I was lucky I was still young when it happened, said Moya, 25.
Moya was off for six months, and he says his back wasn't ready when he returned. He struggled with inconsistent results for 18 months and was stuck at No.32 six months ago. But he is 41-12 since, and his 6-4, 6-3 victory Thursday over Michael Chang makes him 17-2 in the past month.
Moya, seeded 16th in the Western & Southern Financial Masters, will play Rainer Schuettler today in the quarterfinals.
I'm playing better now than when I won the French Open (in 1998), better than when I was No.1, Moya said. I'm fit again, and when I'm healthy, I can be a dangerous player.

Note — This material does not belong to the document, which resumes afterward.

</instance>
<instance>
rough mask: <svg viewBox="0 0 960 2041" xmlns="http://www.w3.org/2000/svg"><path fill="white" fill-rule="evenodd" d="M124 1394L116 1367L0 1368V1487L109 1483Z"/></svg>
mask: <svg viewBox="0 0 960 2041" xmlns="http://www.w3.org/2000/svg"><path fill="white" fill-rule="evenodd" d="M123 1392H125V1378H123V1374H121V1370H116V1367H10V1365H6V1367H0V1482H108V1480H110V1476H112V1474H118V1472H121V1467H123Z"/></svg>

His comeback in 2000 was emotional. Moya won the first event he entered, the Estoril Open in Portugal, and wept on the court.
He has climbed steadily in the rankings. In the yearlong Champions Race, he stands 13th and should reach the top 10 if he wins today. The top eight qualify for the Tennis Masters Cup in November.
I'm enjoying proving I can be back in the top 10, Moya said. I'd like to get back to No.1, but people don't know how tough it is.
And if I never make it (back), I've been No.1 and I'm proud of that. In 50 years, they'll be able to look in a book and see I was No.1.
Moya is a clay-court expert, having won nine of his 10 career titles on that surface including three events this year. At 34-7 on clay this season, he leads the tour in clay-court victories. On hard courts, he reached the 1997 Australian Open final and the '98 U.S. Open semifinals.
My tennis is there, he said. Now I just need a big title.